Il m'observait attentivement, comme il avait l'habitude de faire. Son regard m'intimidait toujours car j'avais l'impression qu'il essayait de lire en moi et j'avais peur qu'il y arrive. Je détestai l'effet que ce garçon avait sur moi. Son regard accélérait les battements de mon cœur. Cependant, je gardai ma façade froide sans émotions.

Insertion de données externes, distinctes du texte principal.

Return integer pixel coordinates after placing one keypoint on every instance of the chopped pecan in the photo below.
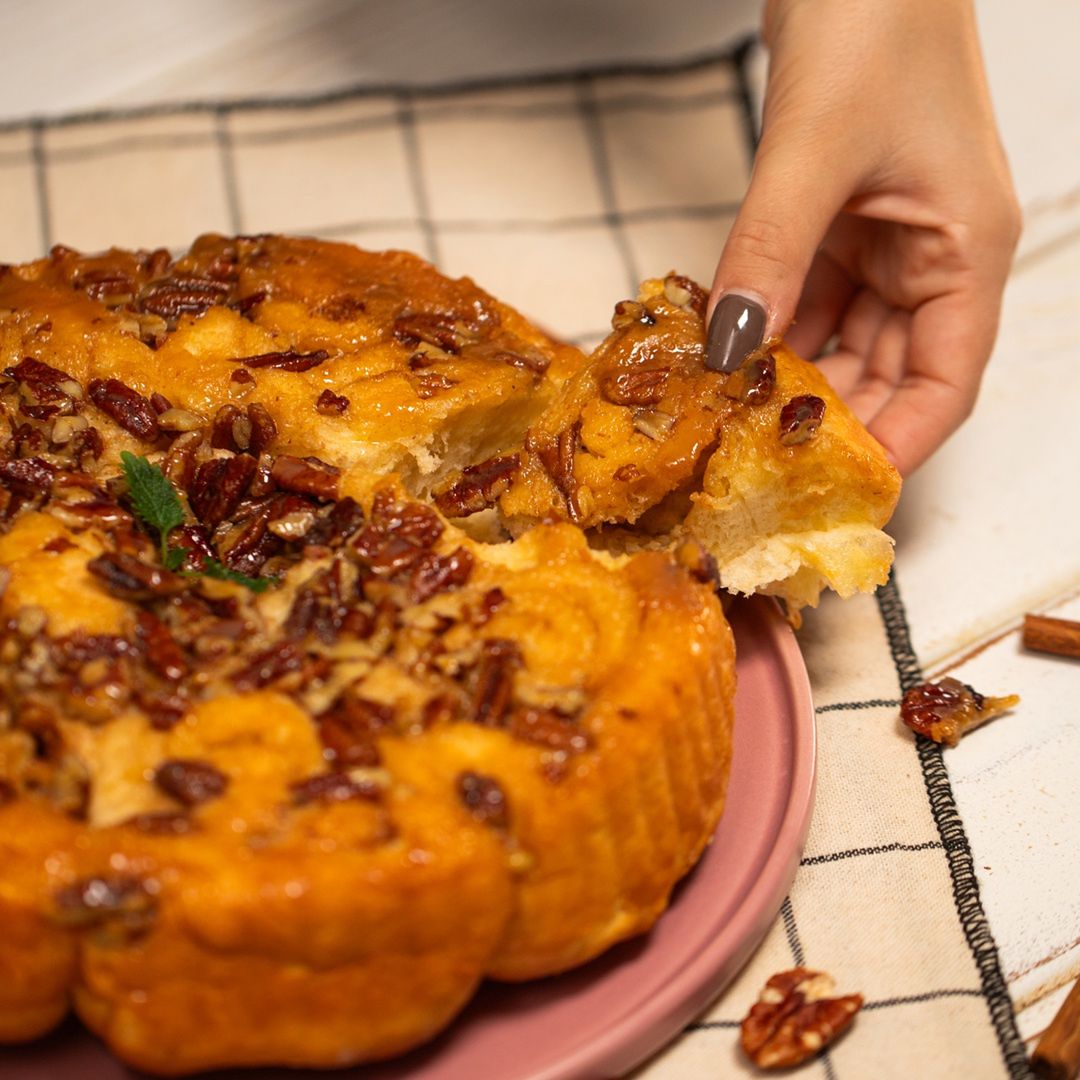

- J'ai eu le temps de voir comment tu as fait pleurer ta mère. Tu n'as donc pas honte ? Elle t'aime tellement et toi tu la traites comme ça.
Sa phrase me brisa le cœur mais je ne laissais rien paraître. Je partis m'enfermer dans ma chambre après avoir roulé les yeux en l'air et m'allongeai sur mon lit, ma tête dans l'oreiller pour étouffer mes sanglots.
Je la faisais peut-être pleurer en lui disant tout ça mais c'est comme ça que je lui épargnerai ses pleurs à ma mort.
Mais il n'y avait rien de pire que de devoir m'éloigner de ma mère.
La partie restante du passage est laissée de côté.